WINDOW DRESSING: If the year 2020 was all about the rush to online, Olivier Rousteing — he of the washboard abs and slick dance moves on TikTok — has a surprising message: Digital is not enough.
That’s why he soldiered ahead with a physical fashion show in September; why he loaded a barge with vintage Balmain and the velvet-throated singer Yseult for a summertime spectacle, and why he crouched in the window of Balmain’s flagship boutique in Paris on Wednesday and shot his pre-fall campaign in front of a young crowd gathered on the sidewalk.
“I miss the faces behind the clicks,” Rousteing said. “I miss life outside. I miss the beauty of Paris. And here in the store, this is where it all starts. You understand the Balmain universe — it’s bigger than a homepage.”
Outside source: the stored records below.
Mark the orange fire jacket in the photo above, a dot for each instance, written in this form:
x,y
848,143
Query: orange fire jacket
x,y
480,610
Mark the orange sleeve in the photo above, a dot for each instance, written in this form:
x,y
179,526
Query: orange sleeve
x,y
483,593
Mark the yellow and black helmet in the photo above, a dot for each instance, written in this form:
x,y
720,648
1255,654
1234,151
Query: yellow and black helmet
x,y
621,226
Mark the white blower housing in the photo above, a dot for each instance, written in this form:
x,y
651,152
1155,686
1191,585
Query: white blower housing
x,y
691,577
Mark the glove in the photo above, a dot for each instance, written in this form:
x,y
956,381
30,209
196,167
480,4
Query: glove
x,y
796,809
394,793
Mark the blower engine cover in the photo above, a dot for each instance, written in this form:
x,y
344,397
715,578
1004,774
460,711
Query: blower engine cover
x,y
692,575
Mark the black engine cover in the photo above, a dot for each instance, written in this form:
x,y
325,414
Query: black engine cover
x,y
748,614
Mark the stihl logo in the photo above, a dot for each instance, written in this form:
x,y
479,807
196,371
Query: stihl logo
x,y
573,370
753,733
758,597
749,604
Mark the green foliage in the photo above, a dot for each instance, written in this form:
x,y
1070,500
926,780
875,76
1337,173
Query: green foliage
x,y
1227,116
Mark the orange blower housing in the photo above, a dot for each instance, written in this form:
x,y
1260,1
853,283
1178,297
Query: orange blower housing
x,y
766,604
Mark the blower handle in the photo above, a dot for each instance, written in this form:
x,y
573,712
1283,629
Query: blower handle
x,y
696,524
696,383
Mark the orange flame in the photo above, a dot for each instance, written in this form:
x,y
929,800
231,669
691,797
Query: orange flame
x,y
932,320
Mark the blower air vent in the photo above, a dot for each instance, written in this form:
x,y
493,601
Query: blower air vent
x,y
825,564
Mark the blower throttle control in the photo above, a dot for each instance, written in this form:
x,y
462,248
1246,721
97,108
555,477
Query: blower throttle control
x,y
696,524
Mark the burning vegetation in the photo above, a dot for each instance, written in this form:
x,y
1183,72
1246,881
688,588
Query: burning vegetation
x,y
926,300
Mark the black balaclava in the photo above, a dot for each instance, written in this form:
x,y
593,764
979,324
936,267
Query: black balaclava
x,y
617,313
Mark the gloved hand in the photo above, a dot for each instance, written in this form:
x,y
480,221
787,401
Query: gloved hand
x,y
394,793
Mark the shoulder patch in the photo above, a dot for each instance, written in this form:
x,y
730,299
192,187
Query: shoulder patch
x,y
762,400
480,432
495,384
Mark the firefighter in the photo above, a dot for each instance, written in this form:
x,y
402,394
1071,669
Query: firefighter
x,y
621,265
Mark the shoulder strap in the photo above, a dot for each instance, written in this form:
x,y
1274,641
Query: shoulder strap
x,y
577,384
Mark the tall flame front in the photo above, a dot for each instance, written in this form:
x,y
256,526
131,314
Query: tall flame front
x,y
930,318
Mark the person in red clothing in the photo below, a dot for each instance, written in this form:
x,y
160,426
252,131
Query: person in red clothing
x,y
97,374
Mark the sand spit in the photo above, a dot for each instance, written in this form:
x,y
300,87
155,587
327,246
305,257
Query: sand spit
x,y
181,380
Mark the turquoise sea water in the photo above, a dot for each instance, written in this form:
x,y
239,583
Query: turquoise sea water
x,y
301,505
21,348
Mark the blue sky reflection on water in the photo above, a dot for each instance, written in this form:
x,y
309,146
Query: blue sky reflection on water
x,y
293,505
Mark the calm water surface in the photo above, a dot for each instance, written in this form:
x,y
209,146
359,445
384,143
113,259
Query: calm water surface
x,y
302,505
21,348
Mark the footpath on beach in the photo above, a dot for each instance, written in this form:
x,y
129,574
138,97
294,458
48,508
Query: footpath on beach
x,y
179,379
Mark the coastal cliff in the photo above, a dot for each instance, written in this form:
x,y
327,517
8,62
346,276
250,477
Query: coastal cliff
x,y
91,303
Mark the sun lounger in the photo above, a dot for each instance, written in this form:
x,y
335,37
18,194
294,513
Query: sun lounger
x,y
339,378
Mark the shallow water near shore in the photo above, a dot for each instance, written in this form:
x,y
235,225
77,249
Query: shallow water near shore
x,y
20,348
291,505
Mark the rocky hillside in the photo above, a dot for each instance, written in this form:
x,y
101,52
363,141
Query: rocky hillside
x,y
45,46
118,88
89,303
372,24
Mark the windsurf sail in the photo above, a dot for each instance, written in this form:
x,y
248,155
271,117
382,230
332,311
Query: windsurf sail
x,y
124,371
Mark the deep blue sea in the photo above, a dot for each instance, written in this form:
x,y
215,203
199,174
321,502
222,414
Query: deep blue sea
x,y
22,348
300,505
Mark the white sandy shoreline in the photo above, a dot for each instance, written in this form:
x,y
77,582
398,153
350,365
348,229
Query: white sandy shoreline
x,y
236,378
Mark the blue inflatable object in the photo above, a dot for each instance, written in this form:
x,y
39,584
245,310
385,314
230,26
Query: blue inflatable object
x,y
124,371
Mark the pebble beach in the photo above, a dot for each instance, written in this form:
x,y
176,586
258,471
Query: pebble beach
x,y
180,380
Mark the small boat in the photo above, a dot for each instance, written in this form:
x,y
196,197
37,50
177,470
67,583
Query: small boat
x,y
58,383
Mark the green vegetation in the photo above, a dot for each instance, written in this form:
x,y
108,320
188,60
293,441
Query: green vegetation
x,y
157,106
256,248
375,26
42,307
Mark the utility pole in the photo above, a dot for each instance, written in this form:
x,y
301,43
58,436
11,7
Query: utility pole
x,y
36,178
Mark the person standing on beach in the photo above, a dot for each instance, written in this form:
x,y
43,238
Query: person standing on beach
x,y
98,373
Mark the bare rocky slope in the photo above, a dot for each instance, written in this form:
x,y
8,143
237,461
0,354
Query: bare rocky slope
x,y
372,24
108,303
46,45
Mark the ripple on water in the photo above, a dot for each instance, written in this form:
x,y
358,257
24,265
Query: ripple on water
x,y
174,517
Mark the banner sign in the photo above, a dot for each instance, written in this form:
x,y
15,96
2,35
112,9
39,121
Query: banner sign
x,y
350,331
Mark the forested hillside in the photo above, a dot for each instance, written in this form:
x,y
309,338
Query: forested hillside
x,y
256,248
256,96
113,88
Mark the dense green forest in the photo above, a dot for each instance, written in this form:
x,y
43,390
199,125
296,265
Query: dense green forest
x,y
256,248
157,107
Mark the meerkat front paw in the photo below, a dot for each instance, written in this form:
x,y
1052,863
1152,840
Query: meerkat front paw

On Wednesday, the sprawling, two-level boutique at 374 Rue Saint-Honoré in Paris, while still fully merchandised, was also packed with models, technicians and Balmain executives — as bustling as any backstage. Meanwhile, the window — wallpapered with an archival monogram — offered the public a rare chance to watch a live fashion shoot. (The spectacle was also streamed live on Balmain’s YouTube channel.)
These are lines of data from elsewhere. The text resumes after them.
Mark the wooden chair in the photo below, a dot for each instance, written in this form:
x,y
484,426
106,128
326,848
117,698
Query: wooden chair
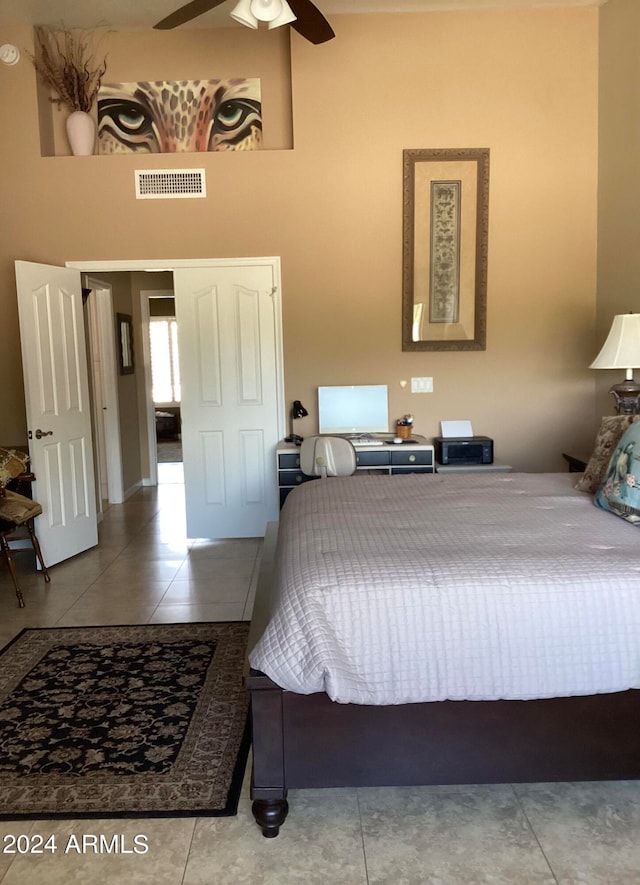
x,y
17,511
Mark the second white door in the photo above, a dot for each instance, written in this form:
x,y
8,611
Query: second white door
x,y
229,345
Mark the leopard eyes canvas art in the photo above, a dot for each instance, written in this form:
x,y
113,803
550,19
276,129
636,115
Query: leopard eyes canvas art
x,y
176,117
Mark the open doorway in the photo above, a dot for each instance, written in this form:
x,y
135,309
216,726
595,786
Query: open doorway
x,y
166,391
163,391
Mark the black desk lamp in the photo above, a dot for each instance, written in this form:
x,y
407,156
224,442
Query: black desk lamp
x,y
297,411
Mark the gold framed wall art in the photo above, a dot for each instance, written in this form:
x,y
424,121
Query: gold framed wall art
x,y
445,248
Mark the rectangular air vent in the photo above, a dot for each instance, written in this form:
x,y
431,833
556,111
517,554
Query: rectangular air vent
x,y
158,184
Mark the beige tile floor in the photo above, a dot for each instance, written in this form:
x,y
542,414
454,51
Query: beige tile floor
x,y
145,570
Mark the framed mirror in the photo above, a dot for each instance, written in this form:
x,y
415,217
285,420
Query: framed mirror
x,y
445,246
124,330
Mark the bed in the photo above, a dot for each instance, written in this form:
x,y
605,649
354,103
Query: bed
x,y
443,629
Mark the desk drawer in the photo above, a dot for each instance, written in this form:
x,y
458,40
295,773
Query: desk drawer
x,y
292,477
372,459
289,460
409,469
410,459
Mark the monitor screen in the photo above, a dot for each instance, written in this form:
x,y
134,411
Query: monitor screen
x,y
352,410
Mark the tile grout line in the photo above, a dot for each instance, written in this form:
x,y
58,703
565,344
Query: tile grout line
x,y
533,830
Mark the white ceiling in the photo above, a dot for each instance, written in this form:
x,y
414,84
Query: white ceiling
x,y
143,14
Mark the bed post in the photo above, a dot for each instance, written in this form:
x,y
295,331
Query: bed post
x,y
268,790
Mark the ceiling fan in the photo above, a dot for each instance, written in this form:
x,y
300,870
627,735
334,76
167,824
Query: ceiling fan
x,y
303,15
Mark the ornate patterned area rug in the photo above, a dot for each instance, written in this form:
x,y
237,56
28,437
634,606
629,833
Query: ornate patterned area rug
x,y
123,721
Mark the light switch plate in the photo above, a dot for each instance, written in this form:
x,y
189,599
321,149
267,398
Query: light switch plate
x,y
422,385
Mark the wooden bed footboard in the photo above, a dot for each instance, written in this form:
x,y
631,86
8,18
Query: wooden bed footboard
x,y
309,741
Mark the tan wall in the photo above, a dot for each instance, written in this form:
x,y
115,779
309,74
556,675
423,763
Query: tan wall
x,y
523,83
619,181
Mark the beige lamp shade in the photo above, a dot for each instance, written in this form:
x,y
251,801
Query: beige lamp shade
x,y
621,350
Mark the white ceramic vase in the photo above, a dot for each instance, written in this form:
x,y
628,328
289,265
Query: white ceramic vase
x,y
81,132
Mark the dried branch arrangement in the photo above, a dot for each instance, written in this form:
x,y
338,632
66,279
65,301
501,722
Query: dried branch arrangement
x,y
67,62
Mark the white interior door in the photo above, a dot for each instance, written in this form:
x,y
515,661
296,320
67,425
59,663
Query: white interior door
x,y
228,341
58,408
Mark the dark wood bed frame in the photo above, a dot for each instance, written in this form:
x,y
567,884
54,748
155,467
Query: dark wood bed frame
x,y
305,741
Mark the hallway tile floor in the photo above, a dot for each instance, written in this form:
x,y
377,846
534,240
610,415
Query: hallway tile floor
x,y
145,570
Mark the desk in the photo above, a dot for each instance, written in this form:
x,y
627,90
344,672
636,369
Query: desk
x,y
389,459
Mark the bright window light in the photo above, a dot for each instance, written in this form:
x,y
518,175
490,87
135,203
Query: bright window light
x,y
165,370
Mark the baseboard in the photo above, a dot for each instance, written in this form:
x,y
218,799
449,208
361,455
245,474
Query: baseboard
x,y
132,490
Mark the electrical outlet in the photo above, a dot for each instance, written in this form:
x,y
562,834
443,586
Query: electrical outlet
x,y
422,385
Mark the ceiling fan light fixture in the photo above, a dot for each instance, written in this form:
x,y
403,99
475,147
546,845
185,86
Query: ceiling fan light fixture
x,y
266,10
285,17
242,13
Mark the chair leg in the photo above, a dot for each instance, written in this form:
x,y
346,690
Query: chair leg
x,y
38,551
4,545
Boasting 6.3 million followers on Instagram, Rousteing acknowledges that he’s a master of the selfie, and at leveraging social media. “But digital is not enough. We need to be careful with the way fashion is going now because we are building emotions. And the computer, or an iPhone, cannot give the entire emotion that we want.”
Rousteing’s public fashion shoot was also a way to celebrate the fact that French authorities recently allowed nonessential retail businesses to reopen after a monthlong shutdown.
The 75-year-old house has a history of incorporating its stores into campaigns. Founding couturier Pierre Balmain often shot his collections on the street in front of Balmain’s original address, at 44 Rue François Premier.
Rousteing did precisely that recently, arranging luggage and accessories on the sidewalk for Balmain’s new 1945 line that reprised a monogram from the Seventies.
He first picked up his camera for Balmain’s resort collection, shooting the look book himself at a château in Normandy.
The designer said he had plenty of time to practice his skills during lockdown. Before that, he soaked up knowledge about fashion photography, having worked with a fleet of marquee talents including Steven Klein and Inez van Lamsweerde and Vinoodh Matadin.
What does he strive for in a fashion photo?
“I just hope that the picture that I take will be timeless, just like I hope my collection will stay in time,” he said.
Rousteing said he sometimes gets the shot with the first click. “Sometimes 2,000,” he said with a laugh, “but when it’s the one, it’s the one. And I’m pretty sure of what I do. So when I am happy with something, no one can not convince me that I shouldn’t be.”
He said the pre-fall images would first be shared with Balmain’s wholesale clients, and then later be used for online channels.